Game in the Garden

A Human History of Wildlife in Western Canada to 1940

Table of contents

Illustrations and Tables

Acknowledgments

Introduction

1 Amerindians, Voyageurs, and the Animal Exchange in the Western Fur Trade

2 The Territorial Period, Game Crisis, and the Western Domestication Movement

3 From Meat to Sport Hunting

4 Boosters, Wildlife, and Western Myths of Superabundance

5 Pioneer Society and Fish and Game Protection Conclusion

Appendix: Independent Conservation Associations in Western Canada

Notes

Selected Bibliography

Index

Description

The shared use of wild animals has helped to determine social relations between Native peoples and newcomers. In later settlement periods, controversy about subsistence hunting and campaigns of local conservation associations drew lines between groups in communities, particularly Native peoples, immigrants, farmers, and urban dwellers.
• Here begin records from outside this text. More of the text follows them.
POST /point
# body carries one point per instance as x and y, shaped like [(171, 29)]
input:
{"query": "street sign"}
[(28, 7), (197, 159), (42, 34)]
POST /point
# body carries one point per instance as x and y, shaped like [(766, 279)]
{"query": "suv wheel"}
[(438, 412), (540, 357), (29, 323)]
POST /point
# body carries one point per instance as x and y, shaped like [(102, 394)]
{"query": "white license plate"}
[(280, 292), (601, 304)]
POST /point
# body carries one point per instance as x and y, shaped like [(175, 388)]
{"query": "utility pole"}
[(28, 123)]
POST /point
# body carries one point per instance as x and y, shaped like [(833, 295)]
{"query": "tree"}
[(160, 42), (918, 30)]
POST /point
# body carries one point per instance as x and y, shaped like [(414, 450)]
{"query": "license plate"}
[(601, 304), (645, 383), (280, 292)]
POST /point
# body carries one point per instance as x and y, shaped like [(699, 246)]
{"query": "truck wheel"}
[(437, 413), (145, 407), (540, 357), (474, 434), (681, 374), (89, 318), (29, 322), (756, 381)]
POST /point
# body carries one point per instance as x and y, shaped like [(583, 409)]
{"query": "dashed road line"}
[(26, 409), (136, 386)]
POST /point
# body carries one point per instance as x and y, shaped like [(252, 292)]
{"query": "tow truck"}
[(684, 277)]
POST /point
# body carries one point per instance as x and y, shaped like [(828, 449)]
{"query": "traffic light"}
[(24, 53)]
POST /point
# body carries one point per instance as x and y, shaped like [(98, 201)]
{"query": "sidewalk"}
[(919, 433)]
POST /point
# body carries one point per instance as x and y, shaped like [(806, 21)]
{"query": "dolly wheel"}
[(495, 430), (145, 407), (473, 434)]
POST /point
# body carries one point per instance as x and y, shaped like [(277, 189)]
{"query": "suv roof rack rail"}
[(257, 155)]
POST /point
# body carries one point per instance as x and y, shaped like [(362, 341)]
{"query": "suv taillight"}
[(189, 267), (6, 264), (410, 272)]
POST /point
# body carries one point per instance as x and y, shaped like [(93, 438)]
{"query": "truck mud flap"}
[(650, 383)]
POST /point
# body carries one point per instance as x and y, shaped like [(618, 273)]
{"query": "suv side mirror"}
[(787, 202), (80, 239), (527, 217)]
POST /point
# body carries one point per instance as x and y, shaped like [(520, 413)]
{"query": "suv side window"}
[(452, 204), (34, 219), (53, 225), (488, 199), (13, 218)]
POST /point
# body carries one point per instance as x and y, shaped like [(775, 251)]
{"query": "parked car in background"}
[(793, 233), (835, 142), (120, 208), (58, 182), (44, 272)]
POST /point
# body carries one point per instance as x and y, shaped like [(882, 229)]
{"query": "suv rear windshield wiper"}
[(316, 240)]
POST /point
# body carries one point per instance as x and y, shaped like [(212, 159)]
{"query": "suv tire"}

In addition to examining grassroots conservation activities, Colpitts identifies early slaughter rituals, iconographic traditions, and subsistence strategies that endured well into the interwar years in the twentieth century. Drawing primarily on local and provincial archival sources, he analyzes popular meanings and booster messages discernible in taxidermy work, city nature museums, and promotional photography.

Reviews

Part of the challenge of conserving biological diversity in the 21st century, Colpitts argues, will be to grapple with old, utilitarian understandings of nature and wildlife. [Game in the Garden] is well and clearly written, a solid attempt at developing those very understandings.